Fitch’s latest forecast is below the government’s 6.5- to 7.5-percent growth projection for this year. It is, however, a turnaround from the -9.6 percent reported last year.
According to Fitch, the tighter restrictions imposed on Metro Manila, Bulacan, Cavite, Laguna, and Rizal in mid-March to May this year will have a huge impact on economic activity in the second quarter.
It added that the slow vaccine rollout will also affect economic growth for the year.
“With a retightening of Covid-19 restrictions in late-March, it remains highly unlikely the economy will improve in the next quarter, meaning the recovery will be stalled once again,” said Fitch Solutions.
“As we highlighted previously, the Philippines is highly vulnerable to lockdowns given its significant dependence on domestic activity for growth.
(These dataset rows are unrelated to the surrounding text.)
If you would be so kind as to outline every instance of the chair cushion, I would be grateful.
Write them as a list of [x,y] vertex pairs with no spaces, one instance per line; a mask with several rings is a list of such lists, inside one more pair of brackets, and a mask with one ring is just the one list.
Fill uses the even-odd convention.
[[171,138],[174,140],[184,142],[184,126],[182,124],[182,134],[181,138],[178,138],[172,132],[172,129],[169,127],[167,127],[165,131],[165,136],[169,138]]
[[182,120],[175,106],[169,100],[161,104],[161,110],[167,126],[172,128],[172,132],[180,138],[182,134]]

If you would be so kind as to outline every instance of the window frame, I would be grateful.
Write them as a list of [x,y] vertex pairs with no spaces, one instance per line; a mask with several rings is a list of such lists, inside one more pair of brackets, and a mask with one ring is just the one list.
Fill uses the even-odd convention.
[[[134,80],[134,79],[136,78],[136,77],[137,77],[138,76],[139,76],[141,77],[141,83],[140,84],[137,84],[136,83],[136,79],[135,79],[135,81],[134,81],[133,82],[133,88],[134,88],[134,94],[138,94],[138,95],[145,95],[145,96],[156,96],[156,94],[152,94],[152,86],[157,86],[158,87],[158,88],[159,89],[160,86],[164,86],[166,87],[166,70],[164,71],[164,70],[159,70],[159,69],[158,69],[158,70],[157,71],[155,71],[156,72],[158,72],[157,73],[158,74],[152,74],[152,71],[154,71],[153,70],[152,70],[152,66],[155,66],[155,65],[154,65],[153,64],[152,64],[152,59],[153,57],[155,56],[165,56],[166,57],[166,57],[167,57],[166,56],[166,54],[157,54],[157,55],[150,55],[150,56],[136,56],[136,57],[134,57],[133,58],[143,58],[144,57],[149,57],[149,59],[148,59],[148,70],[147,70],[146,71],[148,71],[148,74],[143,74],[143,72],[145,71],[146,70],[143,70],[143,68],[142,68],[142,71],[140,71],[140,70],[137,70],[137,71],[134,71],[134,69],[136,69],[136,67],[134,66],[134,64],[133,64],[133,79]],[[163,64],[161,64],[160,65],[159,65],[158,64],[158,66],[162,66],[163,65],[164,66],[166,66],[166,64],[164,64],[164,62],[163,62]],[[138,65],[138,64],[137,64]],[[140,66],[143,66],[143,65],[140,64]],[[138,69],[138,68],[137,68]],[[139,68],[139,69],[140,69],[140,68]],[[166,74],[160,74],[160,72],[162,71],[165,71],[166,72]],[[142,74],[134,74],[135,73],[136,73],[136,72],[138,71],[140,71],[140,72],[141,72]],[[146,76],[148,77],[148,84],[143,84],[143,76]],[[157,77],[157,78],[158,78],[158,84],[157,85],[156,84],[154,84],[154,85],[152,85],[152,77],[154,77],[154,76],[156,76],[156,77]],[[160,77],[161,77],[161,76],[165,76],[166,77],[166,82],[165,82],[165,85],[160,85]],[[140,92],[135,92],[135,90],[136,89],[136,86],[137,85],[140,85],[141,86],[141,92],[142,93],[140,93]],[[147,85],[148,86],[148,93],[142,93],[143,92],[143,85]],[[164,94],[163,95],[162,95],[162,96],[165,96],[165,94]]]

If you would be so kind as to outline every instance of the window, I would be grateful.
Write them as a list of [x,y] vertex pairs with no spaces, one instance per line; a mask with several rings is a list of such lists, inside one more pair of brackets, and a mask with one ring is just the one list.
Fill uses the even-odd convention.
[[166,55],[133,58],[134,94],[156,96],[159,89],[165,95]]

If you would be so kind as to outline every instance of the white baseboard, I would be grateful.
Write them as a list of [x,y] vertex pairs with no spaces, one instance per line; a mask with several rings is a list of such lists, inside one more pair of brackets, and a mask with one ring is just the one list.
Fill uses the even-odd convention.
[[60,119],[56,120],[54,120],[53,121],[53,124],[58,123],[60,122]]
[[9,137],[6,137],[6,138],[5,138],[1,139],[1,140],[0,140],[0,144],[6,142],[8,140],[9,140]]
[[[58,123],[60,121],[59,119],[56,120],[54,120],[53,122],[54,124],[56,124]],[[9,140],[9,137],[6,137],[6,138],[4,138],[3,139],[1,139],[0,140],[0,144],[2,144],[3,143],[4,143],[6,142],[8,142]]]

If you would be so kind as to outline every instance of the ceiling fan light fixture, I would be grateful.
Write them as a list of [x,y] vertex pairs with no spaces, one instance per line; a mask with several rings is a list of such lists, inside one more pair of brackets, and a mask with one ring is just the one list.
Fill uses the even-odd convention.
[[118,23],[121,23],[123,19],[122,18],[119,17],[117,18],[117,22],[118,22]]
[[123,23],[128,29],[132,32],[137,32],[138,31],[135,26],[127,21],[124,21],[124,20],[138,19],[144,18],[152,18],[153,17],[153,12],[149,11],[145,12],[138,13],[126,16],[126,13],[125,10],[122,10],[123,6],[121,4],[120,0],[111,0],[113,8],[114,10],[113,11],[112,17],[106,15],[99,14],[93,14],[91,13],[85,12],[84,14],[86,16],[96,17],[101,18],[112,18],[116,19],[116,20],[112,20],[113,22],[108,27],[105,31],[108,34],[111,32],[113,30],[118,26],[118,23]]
Together, private consumption and gross fixed capital formation (GFCF) accounted for 100.4 percent of GDP in 2019, and thus the combination of Covid-19 disruptions led to the economy being one of the worst performing among emerging markets in 2020,” it added.
Lower household consumption
Household consumption is forecast to grow by 4.0 percent, down from the earlier 4.5-percent projection that Fitch attributed to elevated household savings rates due to the loss of income during the past quarters.
Fitch said the spike in inflation, which settled at 4.5 percent in April, will also erode household purchasing power.
One support factor for households, however, is the likely rebound in remittances on the back of the strong recovery of the United States and a pick up in international trade.
Fitch, meanwhile, said the outperformance of manufacturing relative to services and retail and wholesale shown in the Bangko Sentral Ng Pilipinas (BSP) indices will fade over the coming months, with sentiment among manufacturers in the Markit survey declining from 52.2 in March to 49.0 in April.
Capital formation is seen to grow by 10 percent, down from the earlier forecast of 14 percent.
“We continue to expect public sector support to spark a rebound in investment activity but the disruptions from lockdowns and weakened business sentiment will hamper policymakers’ efforts,” said Fitch.
Forecast for 2022
Also, Fitch Solutions said economic recovery for next year will continue to be affected by the pandemic.
“We have revised down our outlook for the following year as well, given our expectations for Covid-19 to continue to disrupt activity at least through H122 (first half 2022),” it said.
Fitch said the Philippine economy will likely grow by 6.5 percent in 2022, down from 8.2 percent previously, further noting that economic output in nominal terms will be 11.5-percent lower than its pre-pandemic trend level by 2025.